The typical contact or immersion A-scan makes the following assumptions:
The lens of a young person, without a cataract has a sound velocity that is close to 1,641 m/sec. But for the aging lens with only a moderate cataract, the sound velocity is actually closer to 1,628 m/sec, which would produce an error of 0.28 mm for a lens of 4.25 mm. And for an eye with a mature cataract, the sound velocity is closer to 1,589 m/sec, which would produce an even larger error for a lens of 4.25 mm.
Fortunately, the sound velocity of the aqueous and the vitreous (the great majority of the eye) is a water velocity of 1,532 m/sec. and these distances are being measured correctly.
Of course, all of these errors are still relatively small, but when you begin to add them together, it is not difficult to see how small or large errors in axial length occur; all of which remain unknown to the operator.

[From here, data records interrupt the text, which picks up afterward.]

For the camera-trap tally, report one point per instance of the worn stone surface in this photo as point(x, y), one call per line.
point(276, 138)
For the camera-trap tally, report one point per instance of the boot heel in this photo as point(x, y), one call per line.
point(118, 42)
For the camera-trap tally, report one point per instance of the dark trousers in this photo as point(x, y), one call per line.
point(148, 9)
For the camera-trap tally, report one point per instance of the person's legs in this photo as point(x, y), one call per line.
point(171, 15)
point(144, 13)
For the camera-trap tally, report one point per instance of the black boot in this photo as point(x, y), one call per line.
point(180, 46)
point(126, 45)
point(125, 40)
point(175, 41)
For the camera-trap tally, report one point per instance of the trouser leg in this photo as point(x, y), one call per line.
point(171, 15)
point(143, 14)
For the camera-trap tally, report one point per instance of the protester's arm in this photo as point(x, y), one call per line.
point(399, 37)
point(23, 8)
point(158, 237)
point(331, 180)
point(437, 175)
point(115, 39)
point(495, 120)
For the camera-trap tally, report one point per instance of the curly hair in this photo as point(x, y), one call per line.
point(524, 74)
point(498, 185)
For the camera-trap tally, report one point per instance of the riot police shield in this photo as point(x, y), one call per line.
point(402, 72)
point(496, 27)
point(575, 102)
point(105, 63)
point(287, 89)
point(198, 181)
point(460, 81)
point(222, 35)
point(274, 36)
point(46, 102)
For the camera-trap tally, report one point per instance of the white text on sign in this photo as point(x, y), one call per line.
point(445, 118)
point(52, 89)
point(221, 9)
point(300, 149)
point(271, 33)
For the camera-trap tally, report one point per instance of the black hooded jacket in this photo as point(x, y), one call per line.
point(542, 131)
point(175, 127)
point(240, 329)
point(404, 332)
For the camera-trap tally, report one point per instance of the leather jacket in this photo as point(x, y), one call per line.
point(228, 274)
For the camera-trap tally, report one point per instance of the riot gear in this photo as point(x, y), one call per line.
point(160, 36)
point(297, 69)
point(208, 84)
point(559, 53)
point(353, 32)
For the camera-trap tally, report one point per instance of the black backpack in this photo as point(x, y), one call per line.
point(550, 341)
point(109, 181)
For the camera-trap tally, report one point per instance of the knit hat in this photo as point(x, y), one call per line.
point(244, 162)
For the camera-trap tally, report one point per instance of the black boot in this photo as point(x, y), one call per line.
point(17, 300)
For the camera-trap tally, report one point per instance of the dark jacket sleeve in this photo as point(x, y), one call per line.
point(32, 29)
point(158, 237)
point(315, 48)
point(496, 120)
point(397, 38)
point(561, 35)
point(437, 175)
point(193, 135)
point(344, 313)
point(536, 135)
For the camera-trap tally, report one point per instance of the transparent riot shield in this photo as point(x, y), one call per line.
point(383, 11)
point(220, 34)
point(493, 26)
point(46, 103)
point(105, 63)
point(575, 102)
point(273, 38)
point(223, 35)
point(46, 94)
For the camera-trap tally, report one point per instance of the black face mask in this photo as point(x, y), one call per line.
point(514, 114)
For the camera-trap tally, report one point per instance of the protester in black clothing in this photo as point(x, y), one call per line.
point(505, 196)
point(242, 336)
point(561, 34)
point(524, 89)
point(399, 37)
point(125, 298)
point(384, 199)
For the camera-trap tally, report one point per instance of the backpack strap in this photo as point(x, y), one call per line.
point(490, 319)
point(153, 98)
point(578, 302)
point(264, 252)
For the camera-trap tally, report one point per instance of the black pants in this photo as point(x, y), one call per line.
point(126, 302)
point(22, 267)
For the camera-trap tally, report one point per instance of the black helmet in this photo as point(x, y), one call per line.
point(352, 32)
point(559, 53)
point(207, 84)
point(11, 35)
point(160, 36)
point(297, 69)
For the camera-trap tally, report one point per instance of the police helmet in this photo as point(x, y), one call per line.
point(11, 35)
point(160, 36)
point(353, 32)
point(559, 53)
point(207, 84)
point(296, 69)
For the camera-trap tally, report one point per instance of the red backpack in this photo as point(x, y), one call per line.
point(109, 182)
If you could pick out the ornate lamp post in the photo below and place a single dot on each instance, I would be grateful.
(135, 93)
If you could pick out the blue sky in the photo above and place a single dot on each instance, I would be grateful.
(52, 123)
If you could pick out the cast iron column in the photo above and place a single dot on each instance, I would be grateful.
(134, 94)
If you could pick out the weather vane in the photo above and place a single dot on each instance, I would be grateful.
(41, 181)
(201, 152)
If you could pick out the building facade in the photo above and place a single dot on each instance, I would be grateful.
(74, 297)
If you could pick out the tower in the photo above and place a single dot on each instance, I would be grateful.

Potential for incorrect measurement distance.
For example. If the transducer is off axis, it is measuring to the wrong location and may give a falsely short axial length. But, the accuracy of the measurement from the corneal vertex to that wrong position is unchanged. The measurement is accurate, it's just that the position (stopping point) that is wrong. Again, here is where people get confused. The ultrasound probe will always measure with the same accuracy (it can do nothing else).
Fundamental principle #4: A correct measurement is the result of the correct position.